Presidente nacional do PSDB e ex-governador de Minas Gerais, o deputado Aécio Neves admitiu à coluna que tem conversado com o senador Rodrigo Pacheco (PSD-MG) sobre a possibilidade de apoiá-lo para agovernador em outubro.
Os dois se encontraram nesta terça-feira, 10. Pacheco pretende, em troca do apoio de Aécio, tê-lo como seu candidato ao Senado. A ideia é trabalhar com dois palanques. Um, com Aécio Neves e o PSDB, e outro, com o apoio ao presidente Luiz Inácio Lula da Silva (PT), tendo como candidata ao Senado a prefeita petista de Contagem, Marília Campos.
Procurado pela coluna, Aécio foi claro: só definirá se apoia Pacheco a partir de maio. Antes, quer saber se ele realmente será candidato.
"Vejo o cenário em Minas ainda completamente indefinido. Apesar de estarmos conversando com outros partidos, o PSDB só definirá seu caminho a partir do mês de maio. Até lá é preciso sabermos com clareza quais são os reais candidatos ao governo. Ainda há muita indefinição no ar", disse.
Um forte elemento de indefinição é o próprio PT. O partido tem dificuldades no estado em se aproximar dos tucanos e do próprio Rodrigo Pacheco, que se elegeu senador pelo PSDB em 2018 derrotando a ex-presidente Dilma Rousseff (PT).
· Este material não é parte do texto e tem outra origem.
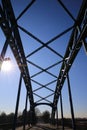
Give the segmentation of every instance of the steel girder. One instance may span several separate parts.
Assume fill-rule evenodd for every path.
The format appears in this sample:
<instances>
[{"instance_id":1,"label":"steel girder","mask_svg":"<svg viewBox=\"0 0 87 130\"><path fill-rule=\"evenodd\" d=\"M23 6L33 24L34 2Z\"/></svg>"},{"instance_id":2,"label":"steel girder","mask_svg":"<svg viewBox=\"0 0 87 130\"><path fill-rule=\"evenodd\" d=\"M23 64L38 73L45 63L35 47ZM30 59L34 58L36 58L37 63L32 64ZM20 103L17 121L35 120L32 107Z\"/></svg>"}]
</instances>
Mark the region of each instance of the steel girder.
<instances>
[{"instance_id":1,"label":"steel girder","mask_svg":"<svg viewBox=\"0 0 87 130\"><path fill-rule=\"evenodd\" d=\"M86 11L87 11L87 1L84 0L81 6L80 12L78 14L77 20L75 21L75 27L71 34L71 37L70 37L70 40L69 40L69 43L65 52L64 61L62 63L62 66L58 75L54 99L53 99L54 108L52 111L55 111L57 109L57 103L59 100L62 87L65 82L65 79L67 77L67 74L69 73L69 70L82 46L82 43L85 43L85 40L86 40L85 38L87 37Z\"/></svg>"},{"instance_id":2,"label":"steel girder","mask_svg":"<svg viewBox=\"0 0 87 130\"><path fill-rule=\"evenodd\" d=\"M53 116L54 116L55 110L57 109L57 103L58 103L58 100L59 100L59 96L60 96L63 84L65 82L66 76L67 76L67 74L68 74L68 72L69 72L69 70L70 70L70 68L71 68L80 48L81 48L81 46L82 46L82 43L85 43L85 37L87 36L87 19L85 19L85 14L86 14L85 12L87 12L87 10L86 10L87 1L86 0L83 1L79 15L78 15L77 19L75 20L73 18L73 16L71 15L71 13L65 8L63 3L60 0L58 0L58 2L62 5L62 7L65 9L65 11L68 13L68 15L73 19L75 24L73 26L71 26L70 28L66 29L64 32L58 34L57 36L55 36L54 38L52 38L51 40L49 40L46 43L42 42L40 39L35 37L29 31L22 28L20 25L17 25L17 20L33 4L33 2L34 2L34 0L32 0L31 3L25 8L25 10L18 16L18 18L15 19L10 0L2 0L2 6L0 6L0 26L1 26L3 32L6 36L6 43L10 45L12 52L14 54L14 57L16 58L17 64L19 66L20 72L21 72L22 77L23 77L24 82L25 82L25 86L26 86L27 91L28 91L31 107L35 107L35 106L41 105L41 104L49 105L53 108ZM36 40L38 43L40 43L42 45L39 48L37 48L36 50L34 50L32 53L27 55L26 57L25 57L24 50L23 50L23 47L22 47L22 42L21 42L21 38L20 38L20 35L19 35L18 28L21 29L23 32L28 34L30 37L32 37L34 40ZM68 47L66 49L65 56L63 57L61 54L59 54L54 49L52 49L49 46L49 44L52 43L57 38L64 35L65 33L67 33L68 31L70 31L72 28L74 28L74 29L73 29L73 32L71 34L70 41L69 41ZM36 68L40 69L40 71L38 73L35 73L34 75L32 75L30 77L28 67L27 67L27 63L26 63L26 58L35 54L36 52L43 49L44 47L46 47L52 53L54 53L57 56L59 56L60 58L62 58L62 60L53 64L53 65L51 65L51 66L49 66L49 67L47 67L47 68L45 68L45 69L43 69L39 65L36 65L33 62L27 60L27 62L29 64L31 64L31 65L35 66ZM5 52L5 50L4 50L4 52ZM61 62L63 62L63 64L60 68L60 72L59 72L58 77L48 71L50 68L58 65ZM33 77L41 74L42 72L46 72L47 74L53 76L56 79L54 81L51 81L51 82L45 84L45 85L43 85L43 84L39 83L38 81L35 81L35 80L32 79ZM48 88L48 85L52 84L56 80L57 80L56 89L55 89L55 91L53 91L52 89ZM31 81L38 84L40 86L40 88L32 91ZM47 99L51 95L48 95L46 97L42 97L42 96L35 93L37 90L40 90L42 88L48 89L52 92L51 95L54 95L54 99L53 99L52 102L50 102ZM38 100L34 103L33 95L38 96L40 98L40 100ZM48 103L44 103L44 102L40 103L40 101L42 101L42 100L45 100Z\"/></svg>"},{"instance_id":3,"label":"steel girder","mask_svg":"<svg viewBox=\"0 0 87 130\"><path fill-rule=\"evenodd\" d=\"M17 28L17 22L10 0L2 0L2 6L0 5L0 26L6 37L6 43L10 45L20 72L22 74L22 78L24 79L24 83L29 95L30 107L33 107L34 99L30 75L26 63L26 57L23 50L22 41ZM6 50L4 51L4 53L5 52Z\"/></svg>"}]
</instances>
Pacheco está inseguro sobre o apoio efetivo do PT à sua candidatura, apesar de ter sido incentivado pelo próprio presidente Lula a concorrer ao governo. Ele espera uma manifestação da direção do PT no estado para, então, se decidir.
Ex-líder do PT na Câmara, o deputado mineiro Odair Cunha acredita que seu partido poderá aceitar o palanque duplo. "Não estou acompanhando de perto as negociações. Mas creio que o Lula fará o que precisará ser feito", disse à coluna.
Minas Gerais, com 16,5 milhões de eleitores, é o segundo maior colégio eleitoral do país, atrás apenas de São Paulo. Lula considera o estado decisivo para a disputa pela reeleição. Desde a redemocratização, nenhum presidente da República foi eleito sem obter a maioria de votos dos mineiros.
É exatamente por isso que Lula insiste com Pacheco como candidato: o presidente precisa de um palanque forte no estado. A prefeita de Contagem, Marília Campos, que cumpre seu quarto mandato à frente do terceiro maior colégio eleitoral do estado, é a mais forte candidata do PT ao Senado.
Na avaliação do Palácio do Planalto, a aliança do cabeça da chapa, Rodrigo Pacheco, com o PSDB pode aparar arestas das animosidades que ainda resistem e trazer apoio do eleitorado de centro ao presidente Lula.
Esse tipo de palanque duplo chegou a ocorrer em 2002, quando Lula concorreu ao Palácio do Planalto contra o senador tucano José Serra (SP). O petista teve o apoio explícito de Itamar Franco (MDB), então governador, que montou um palanque de apoio a Lula com a simpatia do candidato tucano ao governo, Aécio Neves. Formou-se, na época, uma chapa alternativa apelidada de "Lulécio" (Lula para presidente e Aécio para governador), que saiu vitoriosa.
Com a eleição de Dilma Rousseff em 2014, PT e PSDB romperam seus laços de proximidade política. Pacheco agora tenta reeditar. Quem sabe?